O Tribunal de Justiça de São Paulo (TJ-SP) anunciou nesta terça-feira, 24, a denúncia do criminalista Celso Machado Vendramini por ter chamado o ministro do Supremo Tribunal Federal (STF), Alexandre de Moraes, de “advogado do PCC” durante uma sessão do Tribunal do Júri. O advogado foi condenado a pagar indenização de R$ 50 mil por danos morais ao ministro. Moraes foi representado pelo escritório Barci de Moraes, de sua esposa, Viviane Barci de Moraes.
As ofensas ocorreram em junho de 2023, no Fórum Criminal da Barra Funda, em São Paulo, enquanto Vendramini defendia dois policiais militares acusados de matar suspeitos de roubo.
Durante o julgamento, o criminalista afirmou: “Estão censurando este País aqui”; “não sou bolsonarista”; "eu não tenho medo dele (Alexandre de Moraes), nem de ninguém"; e "se eu quiser falar de quem quer que seja, quem não gostou que me processe". Além disso, acusou falsamente Moraes de ser "advogado do PCC" e criticou a ausência de audiência de custódia após as prisões do 8 de Janeiro, insistindo: "não vou parar, aqui eu posso falar o que eu quero".
Segundo o relator Mário Chuvite Junior, as declarações ultrapassaram o limite da imunidade profissional e não estavam relacionadas ao julgamento em questão.
No acórdão, o relator destacou que "as manifestações do apelante em sessão plenária do Júri, as quais, longe de mera retórica defensiva, revelam carga ideológica e cunho pessoal ofensivo, conforme trechos captados na mídia e registrados em ata".

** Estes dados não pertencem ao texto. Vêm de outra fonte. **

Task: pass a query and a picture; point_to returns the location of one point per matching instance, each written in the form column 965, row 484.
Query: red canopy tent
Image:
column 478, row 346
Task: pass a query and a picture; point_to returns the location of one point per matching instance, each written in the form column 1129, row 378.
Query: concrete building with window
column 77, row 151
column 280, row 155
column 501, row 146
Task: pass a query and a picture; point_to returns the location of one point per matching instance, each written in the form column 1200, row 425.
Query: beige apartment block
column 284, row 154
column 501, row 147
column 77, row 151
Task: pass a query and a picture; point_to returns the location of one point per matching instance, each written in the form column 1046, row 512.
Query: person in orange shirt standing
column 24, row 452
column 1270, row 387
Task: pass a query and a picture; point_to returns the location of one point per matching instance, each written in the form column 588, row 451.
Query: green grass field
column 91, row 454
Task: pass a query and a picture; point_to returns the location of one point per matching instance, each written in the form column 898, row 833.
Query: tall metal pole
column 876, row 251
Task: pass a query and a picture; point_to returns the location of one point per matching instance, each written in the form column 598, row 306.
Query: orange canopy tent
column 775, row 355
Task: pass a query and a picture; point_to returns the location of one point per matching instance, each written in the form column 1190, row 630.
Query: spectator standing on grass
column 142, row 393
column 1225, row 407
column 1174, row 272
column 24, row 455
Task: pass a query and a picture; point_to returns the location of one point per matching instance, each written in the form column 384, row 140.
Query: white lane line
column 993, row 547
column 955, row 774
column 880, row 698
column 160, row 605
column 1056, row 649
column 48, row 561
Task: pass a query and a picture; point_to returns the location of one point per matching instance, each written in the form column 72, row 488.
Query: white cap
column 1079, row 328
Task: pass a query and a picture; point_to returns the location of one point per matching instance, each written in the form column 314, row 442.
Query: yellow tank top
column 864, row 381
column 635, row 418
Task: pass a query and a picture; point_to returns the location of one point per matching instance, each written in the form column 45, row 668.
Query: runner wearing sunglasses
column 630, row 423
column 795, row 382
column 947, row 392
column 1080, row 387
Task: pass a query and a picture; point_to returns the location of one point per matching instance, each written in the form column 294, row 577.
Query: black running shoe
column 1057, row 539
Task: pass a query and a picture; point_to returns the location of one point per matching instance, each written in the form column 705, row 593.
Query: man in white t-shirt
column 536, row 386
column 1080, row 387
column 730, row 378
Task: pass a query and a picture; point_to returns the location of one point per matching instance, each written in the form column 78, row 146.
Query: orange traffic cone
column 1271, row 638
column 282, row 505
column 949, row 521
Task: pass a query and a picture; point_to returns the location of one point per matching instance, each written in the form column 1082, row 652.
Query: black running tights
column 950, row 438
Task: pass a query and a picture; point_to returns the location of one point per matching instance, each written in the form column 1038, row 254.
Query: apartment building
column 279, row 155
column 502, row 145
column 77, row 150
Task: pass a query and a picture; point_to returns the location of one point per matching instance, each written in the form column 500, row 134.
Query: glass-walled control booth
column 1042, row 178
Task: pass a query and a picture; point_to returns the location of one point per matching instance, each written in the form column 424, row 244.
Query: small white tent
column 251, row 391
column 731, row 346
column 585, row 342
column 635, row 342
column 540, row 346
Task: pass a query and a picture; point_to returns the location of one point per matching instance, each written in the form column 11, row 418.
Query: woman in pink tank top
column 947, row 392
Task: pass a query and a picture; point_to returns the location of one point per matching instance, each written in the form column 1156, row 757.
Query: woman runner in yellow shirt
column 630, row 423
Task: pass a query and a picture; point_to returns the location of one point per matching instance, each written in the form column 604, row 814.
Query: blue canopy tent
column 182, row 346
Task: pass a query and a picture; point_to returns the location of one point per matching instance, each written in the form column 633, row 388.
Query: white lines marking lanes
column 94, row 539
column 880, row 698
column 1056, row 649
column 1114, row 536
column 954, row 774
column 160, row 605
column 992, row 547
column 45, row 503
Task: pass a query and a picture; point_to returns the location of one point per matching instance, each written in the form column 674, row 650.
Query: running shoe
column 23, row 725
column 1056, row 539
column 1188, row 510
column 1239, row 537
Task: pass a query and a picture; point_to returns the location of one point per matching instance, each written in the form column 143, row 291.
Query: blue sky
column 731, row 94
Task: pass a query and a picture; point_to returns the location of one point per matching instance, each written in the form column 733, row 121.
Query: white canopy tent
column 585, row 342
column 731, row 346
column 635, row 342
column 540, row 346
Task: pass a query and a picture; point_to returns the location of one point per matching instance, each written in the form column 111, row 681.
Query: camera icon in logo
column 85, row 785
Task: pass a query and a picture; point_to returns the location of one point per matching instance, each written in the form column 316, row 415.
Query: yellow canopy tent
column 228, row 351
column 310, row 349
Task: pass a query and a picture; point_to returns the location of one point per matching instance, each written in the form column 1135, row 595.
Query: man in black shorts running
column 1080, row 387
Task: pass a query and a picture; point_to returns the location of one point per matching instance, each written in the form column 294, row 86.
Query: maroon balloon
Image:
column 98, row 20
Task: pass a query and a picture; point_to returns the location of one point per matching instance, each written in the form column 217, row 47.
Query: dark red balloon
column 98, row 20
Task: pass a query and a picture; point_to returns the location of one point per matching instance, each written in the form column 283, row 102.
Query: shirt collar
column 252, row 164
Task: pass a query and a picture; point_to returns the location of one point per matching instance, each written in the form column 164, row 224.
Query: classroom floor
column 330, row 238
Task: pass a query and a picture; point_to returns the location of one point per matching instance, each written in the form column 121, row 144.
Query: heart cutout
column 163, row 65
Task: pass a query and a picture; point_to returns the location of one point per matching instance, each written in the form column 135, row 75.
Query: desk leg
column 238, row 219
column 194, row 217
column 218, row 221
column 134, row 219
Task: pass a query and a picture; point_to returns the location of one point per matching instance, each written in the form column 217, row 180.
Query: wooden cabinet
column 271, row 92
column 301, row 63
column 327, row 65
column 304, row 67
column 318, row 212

A defesa de Vendramini alegou que as críticas foram feitas sob a proteção da imunidade profissional e no exercício de suas funções, mas o argumento foi rejeitado. O tribunal manteve a declaração imposta em primeira instância, em março do ano passado, e confirmou a indenização de R$ 50 mil por danos morais ao ministro Alexandre de Moraes.